Because I’ve eaten enough veggie fried rice to sink one of those cool wooden boats in Taman Negara (vegetarian food choices were somewhat limited on the Perhentian Islands and in the jungle), Karl was kind enough to find another Indian restaurant here in Melaka (more on this fabulous city shortly). Turns out this fine establishment (more upscale than the first – think plastic chairs and pop-up tables in the parking lot of a strip mall instead of someone’s backyard) has a top rating in the Lonely Planet guide (and an actual menu instead of a gentleman pointing to four dishes on the counter).
I kid you not when I say that this meal was one of the highlights of the trip for me so far. The food was good (though we’re spoiled in Vancouver with Indian food choices), but the warmth of the staff made it great. They were so incredibly sweet to the kids. When Meskie took an interest in the Tandoori clay oven/pot (where a very skilled cook was making naan faster than you can say chicken vindaloo), they invited the kids to come make their own. And so they did, flour and dough flying, to the delight of everyone working there. How cool is that? Incredibly cool.
For Cen, spotting a huge lizard (crocodile??) in the open sewer on the walk home made the magic of the night complete!
But now more about the wonderful city of Melaka, designated a world heritage site by UNESCO (a decree made in Quebec, Canada, July 1, 2008 according to a large sign we saw when entering the historic district).

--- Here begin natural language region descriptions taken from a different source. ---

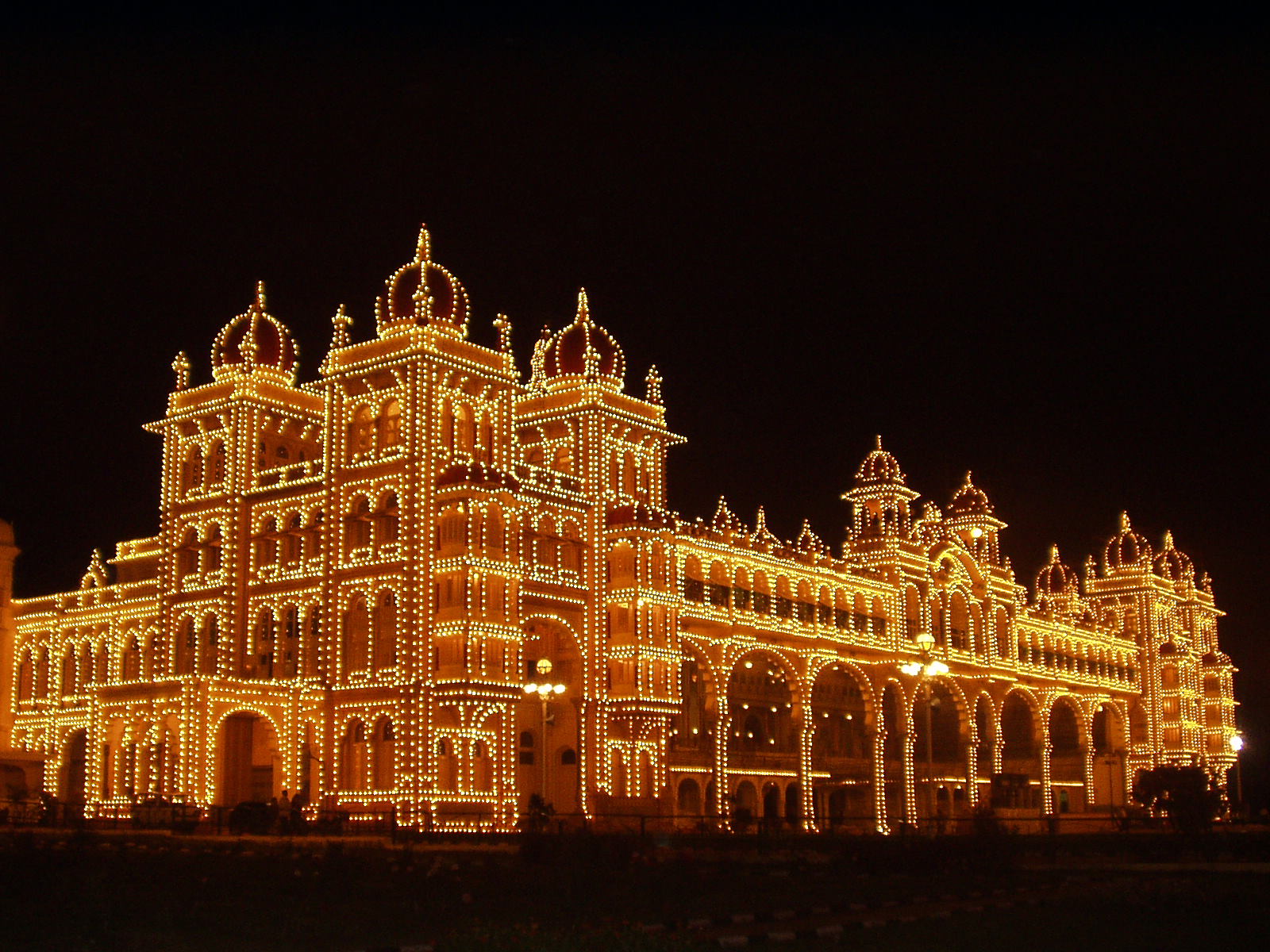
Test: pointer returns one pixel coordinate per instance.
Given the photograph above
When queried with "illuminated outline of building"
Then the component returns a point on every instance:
(355, 578)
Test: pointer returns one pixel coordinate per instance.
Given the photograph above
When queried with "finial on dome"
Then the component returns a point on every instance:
(503, 324)
(423, 247)
(181, 367)
(654, 385)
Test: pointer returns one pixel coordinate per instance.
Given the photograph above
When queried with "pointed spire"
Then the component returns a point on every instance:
(654, 385)
(340, 325)
(181, 367)
(537, 363)
(503, 324)
(423, 247)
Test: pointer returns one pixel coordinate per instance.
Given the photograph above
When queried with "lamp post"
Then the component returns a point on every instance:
(1236, 747)
(926, 670)
(544, 691)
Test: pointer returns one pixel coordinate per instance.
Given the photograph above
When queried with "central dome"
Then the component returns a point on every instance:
(879, 467)
(254, 340)
(423, 294)
(584, 349)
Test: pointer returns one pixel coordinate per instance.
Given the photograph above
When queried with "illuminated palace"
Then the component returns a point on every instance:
(359, 578)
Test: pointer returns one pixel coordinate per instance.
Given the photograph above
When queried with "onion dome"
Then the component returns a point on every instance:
(422, 294)
(254, 340)
(583, 351)
(879, 469)
(969, 501)
(1056, 578)
(1127, 549)
(1172, 564)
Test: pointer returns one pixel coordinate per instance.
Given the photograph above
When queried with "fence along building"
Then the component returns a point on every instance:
(355, 578)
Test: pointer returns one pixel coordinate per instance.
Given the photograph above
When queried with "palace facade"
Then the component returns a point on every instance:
(357, 577)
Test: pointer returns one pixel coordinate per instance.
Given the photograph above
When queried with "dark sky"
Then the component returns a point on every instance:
(1033, 251)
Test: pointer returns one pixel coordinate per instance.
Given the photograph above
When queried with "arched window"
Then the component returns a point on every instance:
(486, 447)
(385, 632)
(25, 678)
(465, 436)
(387, 425)
(207, 654)
(186, 647)
(187, 556)
(130, 663)
(213, 549)
(352, 761)
(389, 520)
(264, 644)
(360, 431)
(356, 636)
(292, 541)
(267, 543)
(383, 766)
(290, 641)
(192, 473)
(69, 681)
(217, 467)
(495, 531)
(360, 524)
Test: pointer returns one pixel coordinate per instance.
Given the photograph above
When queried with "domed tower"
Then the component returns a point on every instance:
(421, 294)
(254, 343)
(1127, 551)
(880, 499)
(583, 353)
(971, 520)
(1175, 566)
(1058, 588)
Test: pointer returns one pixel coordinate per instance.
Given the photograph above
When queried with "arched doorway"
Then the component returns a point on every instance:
(939, 758)
(1108, 738)
(841, 749)
(548, 727)
(74, 770)
(249, 759)
(1015, 786)
(1066, 759)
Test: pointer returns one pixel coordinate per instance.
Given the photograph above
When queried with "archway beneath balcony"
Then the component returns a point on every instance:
(251, 767)
(939, 749)
(842, 762)
(549, 738)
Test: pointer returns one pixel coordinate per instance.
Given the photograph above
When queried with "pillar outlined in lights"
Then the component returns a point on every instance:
(926, 670)
(352, 568)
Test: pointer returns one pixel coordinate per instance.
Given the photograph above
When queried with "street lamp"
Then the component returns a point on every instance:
(926, 670)
(545, 691)
(1236, 747)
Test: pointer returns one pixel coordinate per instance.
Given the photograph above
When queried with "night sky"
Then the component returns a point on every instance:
(1037, 251)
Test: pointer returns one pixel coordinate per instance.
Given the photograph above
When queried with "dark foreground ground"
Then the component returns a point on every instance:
(154, 892)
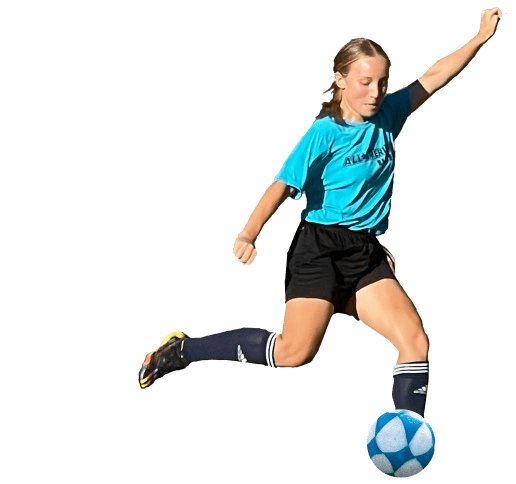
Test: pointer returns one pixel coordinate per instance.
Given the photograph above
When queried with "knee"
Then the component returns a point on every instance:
(417, 342)
(288, 356)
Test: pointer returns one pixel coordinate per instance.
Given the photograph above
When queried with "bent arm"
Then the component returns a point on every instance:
(271, 200)
(445, 69)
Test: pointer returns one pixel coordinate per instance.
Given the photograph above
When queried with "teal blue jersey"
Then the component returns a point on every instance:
(346, 170)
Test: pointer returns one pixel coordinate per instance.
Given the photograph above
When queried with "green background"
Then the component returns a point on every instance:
(138, 137)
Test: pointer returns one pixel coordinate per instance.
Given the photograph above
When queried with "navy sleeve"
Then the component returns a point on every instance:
(314, 144)
(397, 108)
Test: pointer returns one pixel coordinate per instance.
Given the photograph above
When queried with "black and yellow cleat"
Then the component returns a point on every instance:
(165, 359)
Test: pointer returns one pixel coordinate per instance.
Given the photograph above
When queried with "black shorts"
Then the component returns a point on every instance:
(332, 262)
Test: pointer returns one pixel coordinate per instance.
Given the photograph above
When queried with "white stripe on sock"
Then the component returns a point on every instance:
(269, 350)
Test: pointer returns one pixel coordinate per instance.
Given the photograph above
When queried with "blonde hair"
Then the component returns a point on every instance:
(347, 54)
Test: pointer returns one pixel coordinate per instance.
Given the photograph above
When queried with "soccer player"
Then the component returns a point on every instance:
(344, 164)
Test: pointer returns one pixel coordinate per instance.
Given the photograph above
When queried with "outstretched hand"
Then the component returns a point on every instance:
(488, 23)
(244, 249)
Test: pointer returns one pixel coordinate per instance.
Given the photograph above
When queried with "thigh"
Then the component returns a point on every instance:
(386, 308)
(304, 326)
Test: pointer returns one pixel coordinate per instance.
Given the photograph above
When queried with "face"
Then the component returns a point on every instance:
(364, 88)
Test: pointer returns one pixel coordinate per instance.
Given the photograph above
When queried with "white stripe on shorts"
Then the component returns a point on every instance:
(421, 367)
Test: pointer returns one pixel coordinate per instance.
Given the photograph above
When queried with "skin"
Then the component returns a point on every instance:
(363, 89)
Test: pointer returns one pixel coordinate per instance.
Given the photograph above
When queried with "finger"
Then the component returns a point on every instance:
(251, 259)
(239, 250)
(247, 254)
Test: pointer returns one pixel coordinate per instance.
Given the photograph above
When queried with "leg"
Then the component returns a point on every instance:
(304, 326)
(386, 308)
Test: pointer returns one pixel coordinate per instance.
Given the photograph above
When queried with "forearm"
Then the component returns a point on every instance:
(271, 200)
(445, 69)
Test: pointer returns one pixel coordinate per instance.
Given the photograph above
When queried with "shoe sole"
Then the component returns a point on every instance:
(148, 380)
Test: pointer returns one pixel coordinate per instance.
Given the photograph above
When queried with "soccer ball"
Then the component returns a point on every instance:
(400, 443)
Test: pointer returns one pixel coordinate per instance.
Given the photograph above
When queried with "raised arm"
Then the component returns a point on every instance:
(445, 69)
(244, 248)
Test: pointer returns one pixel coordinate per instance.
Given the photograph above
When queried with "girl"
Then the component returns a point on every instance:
(345, 166)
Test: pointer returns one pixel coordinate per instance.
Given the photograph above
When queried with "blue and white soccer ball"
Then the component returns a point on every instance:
(400, 443)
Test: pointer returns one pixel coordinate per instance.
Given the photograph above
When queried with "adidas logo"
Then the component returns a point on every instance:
(422, 390)
(241, 356)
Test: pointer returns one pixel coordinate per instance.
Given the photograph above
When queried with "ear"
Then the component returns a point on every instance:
(340, 80)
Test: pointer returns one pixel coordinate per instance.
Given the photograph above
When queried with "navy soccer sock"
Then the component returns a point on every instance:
(410, 386)
(248, 345)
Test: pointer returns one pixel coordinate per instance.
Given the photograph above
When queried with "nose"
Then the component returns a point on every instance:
(375, 91)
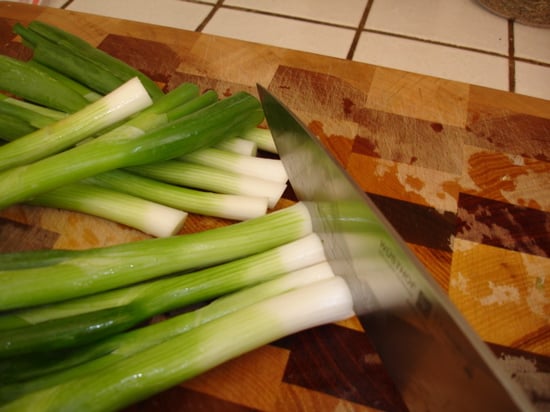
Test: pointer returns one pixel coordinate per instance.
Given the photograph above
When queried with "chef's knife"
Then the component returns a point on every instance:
(434, 357)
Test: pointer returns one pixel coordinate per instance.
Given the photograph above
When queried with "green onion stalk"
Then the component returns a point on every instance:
(94, 357)
(148, 216)
(118, 105)
(30, 83)
(80, 58)
(80, 321)
(202, 348)
(212, 179)
(234, 207)
(84, 272)
(195, 131)
(264, 168)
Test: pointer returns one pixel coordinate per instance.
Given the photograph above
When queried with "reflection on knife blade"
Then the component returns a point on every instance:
(434, 357)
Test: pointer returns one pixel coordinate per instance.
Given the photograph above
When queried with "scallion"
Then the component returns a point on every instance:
(121, 309)
(148, 216)
(186, 355)
(212, 179)
(200, 129)
(81, 273)
(118, 105)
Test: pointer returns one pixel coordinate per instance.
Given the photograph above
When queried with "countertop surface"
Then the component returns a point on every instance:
(461, 171)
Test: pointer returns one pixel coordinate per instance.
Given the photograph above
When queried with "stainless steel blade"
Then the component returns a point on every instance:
(435, 358)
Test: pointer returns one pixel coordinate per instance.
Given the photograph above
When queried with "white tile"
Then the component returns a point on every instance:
(532, 43)
(533, 80)
(48, 3)
(282, 32)
(347, 12)
(457, 22)
(434, 60)
(172, 13)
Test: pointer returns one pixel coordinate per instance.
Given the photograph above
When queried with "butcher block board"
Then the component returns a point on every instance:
(462, 172)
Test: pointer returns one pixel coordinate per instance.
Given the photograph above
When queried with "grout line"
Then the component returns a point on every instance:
(289, 17)
(511, 57)
(437, 42)
(359, 30)
(209, 16)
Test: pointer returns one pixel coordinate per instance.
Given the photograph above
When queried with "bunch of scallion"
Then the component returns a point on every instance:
(86, 132)
(71, 318)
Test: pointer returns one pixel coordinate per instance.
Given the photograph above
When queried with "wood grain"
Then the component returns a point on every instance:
(462, 171)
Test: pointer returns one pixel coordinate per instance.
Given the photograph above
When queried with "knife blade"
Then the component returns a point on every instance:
(434, 357)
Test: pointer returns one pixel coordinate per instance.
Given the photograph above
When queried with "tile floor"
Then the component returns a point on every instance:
(454, 39)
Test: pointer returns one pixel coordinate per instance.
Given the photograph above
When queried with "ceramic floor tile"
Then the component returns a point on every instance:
(458, 22)
(348, 12)
(532, 43)
(173, 13)
(533, 80)
(282, 32)
(434, 60)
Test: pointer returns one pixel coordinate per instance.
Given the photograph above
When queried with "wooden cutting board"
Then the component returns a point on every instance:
(463, 172)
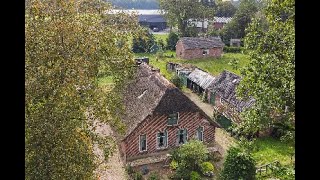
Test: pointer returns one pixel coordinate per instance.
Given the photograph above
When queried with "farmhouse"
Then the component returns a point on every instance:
(222, 93)
(159, 116)
(199, 47)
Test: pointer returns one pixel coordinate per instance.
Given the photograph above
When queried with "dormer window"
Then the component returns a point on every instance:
(173, 119)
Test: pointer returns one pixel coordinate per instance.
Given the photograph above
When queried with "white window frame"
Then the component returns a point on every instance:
(186, 136)
(202, 133)
(165, 147)
(177, 120)
(140, 143)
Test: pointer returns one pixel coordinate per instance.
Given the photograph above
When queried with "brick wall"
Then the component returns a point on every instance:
(196, 53)
(218, 25)
(158, 123)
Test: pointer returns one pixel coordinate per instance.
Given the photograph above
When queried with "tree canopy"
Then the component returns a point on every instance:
(270, 75)
(66, 43)
(135, 4)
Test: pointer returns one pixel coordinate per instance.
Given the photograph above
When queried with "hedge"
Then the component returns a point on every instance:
(228, 49)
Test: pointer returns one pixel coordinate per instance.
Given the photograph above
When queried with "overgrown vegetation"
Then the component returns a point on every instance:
(172, 41)
(191, 161)
(177, 81)
(66, 44)
(238, 165)
(270, 73)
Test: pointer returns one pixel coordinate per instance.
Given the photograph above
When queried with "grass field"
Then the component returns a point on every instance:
(212, 65)
(161, 36)
(270, 149)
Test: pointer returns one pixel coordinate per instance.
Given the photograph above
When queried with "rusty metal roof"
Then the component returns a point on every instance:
(202, 78)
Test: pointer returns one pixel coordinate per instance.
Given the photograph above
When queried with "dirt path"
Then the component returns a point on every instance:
(222, 138)
(113, 169)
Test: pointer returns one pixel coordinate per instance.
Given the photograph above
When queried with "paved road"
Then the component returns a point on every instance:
(113, 168)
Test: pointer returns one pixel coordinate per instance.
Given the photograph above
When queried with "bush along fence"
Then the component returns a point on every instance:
(270, 166)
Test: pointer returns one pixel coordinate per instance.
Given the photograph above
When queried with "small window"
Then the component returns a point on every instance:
(182, 136)
(162, 139)
(205, 52)
(143, 143)
(200, 133)
(173, 119)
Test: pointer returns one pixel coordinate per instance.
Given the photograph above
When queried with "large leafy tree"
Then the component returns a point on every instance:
(189, 157)
(241, 19)
(270, 75)
(66, 42)
(178, 12)
(225, 9)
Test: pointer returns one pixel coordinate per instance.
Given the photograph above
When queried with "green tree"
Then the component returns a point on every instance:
(236, 27)
(66, 42)
(143, 42)
(178, 12)
(238, 165)
(172, 41)
(270, 75)
(189, 157)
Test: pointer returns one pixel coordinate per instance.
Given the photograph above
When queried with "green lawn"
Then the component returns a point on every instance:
(213, 65)
(105, 80)
(161, 36)
(270, 149)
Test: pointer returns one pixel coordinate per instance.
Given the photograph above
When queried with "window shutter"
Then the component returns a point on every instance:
(178, 131)
(158, 139)
(165, 138)
(185, 135)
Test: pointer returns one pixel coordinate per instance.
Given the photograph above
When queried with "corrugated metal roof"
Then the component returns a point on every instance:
(225, 86)
(203, 79)
(222, 19)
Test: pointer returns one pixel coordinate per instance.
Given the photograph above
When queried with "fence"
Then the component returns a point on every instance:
(266, 167)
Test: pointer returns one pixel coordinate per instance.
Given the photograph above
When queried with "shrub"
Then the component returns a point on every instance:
(172, 41)
(207, 167)
(177, 81)
(154, 176)
(215, 156)
(233, 49)
(238, 165)
(129, 169)
(173, 165)
(204, 97)
(189, 158)
(285, 173)
(137, 176)
(161, 44)
(194, 176)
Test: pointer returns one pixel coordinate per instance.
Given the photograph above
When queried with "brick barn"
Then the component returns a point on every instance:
(159, 116)
(199, 47)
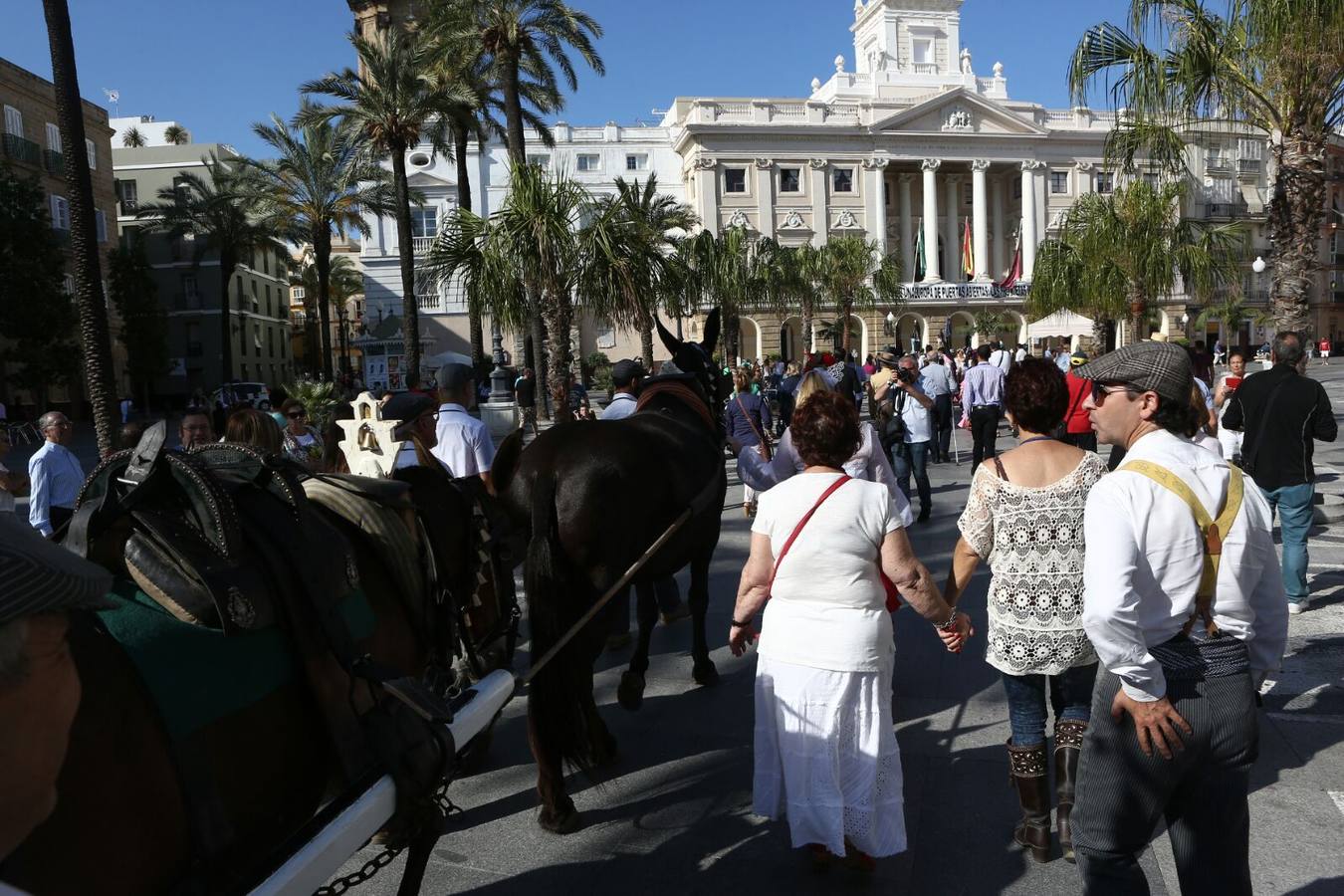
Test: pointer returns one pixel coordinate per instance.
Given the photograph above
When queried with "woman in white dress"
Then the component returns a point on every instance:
(825, 746)
(1024, 516)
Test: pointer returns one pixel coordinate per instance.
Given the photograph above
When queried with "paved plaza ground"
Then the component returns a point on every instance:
(674, 814)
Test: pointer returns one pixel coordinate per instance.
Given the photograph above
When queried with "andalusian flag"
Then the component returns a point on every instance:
(968, 257)
(920, 261)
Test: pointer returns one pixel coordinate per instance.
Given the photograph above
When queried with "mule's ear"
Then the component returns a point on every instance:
(671, 341)
(711, 331)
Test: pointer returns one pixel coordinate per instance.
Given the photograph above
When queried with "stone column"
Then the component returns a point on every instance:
(930, 223)
(765, 191)
(979, 223)
(820, 216)
(997, 204)
(952, 230)
(875, 175)
(907, 247)
(1028, 218)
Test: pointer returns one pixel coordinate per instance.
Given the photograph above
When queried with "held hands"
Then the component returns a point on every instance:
(1155, 723)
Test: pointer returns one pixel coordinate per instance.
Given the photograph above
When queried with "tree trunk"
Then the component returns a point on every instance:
(464, 200)
(410, 311)
(95, 334)
(323, 261)
(1294, 210)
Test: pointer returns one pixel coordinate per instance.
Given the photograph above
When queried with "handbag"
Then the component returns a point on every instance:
(887, 584)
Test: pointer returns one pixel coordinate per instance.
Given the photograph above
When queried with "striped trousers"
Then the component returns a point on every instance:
(1201, 791)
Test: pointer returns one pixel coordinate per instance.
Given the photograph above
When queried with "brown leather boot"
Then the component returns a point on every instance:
(1068, 745)
(1028, 773)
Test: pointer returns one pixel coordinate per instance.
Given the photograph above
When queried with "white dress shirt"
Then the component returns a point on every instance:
(464, 443)
(1145, 558)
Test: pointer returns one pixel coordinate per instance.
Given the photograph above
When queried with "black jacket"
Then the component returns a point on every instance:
(1281, 412)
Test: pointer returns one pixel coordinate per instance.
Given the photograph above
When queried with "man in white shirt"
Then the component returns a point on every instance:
(1186, 635)
(464, 443)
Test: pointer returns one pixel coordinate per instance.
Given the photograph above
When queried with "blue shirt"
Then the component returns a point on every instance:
(56, 476)
(984, 385)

Karl outdid himself by finding us an ultra-fab place (The Wayfarer Guesthouse) overlooking the river (think Venice). It’s located in an old rubber shop house, but has been totally modernized. Our suite was spread over two levels, with stairs to a bedroom loft, large wooden plank floorboards and a mix of old and new furnishings. Plus two M.A.J.O.R bonuses:
- a hot water tap (first place we’ve stayed with this feature; the others only had tiny hot water heaters – size of a shoebox – for showers)
- access to a laundry machine and dryer downstairs (a break from nightly underwear washing in the sink! It’s glamour 24-7 on this trip, I tell you!)
And now a quick list of activities during our whirlwind, 2-day stay in Melaka:
– walking around the historic colonial district (kids were amazed by the 500 year-old buildings — and by the amount of sweat the human body can create when climbing the many stairs to said edifices)
– night market in China Town
– visit to the fabulous maritime museum (housed in a full-size replica of a ship)
– tour of a past Sultan’s palace (also a perfect replica of the original, which was built without a single nail!)
– consumption of delicious food (oh, the eggplant chili dish next door – the best!) Karl was very pleased that the beer flows freely here, unlike other states in Malaysia
– river boat tour
– tri-shaw ride (a fan favorite)
And we survived the smoky haze blanketing the city, due to forest fires in Sumatra!
If you ever visit Malaysia, this town is a must-see!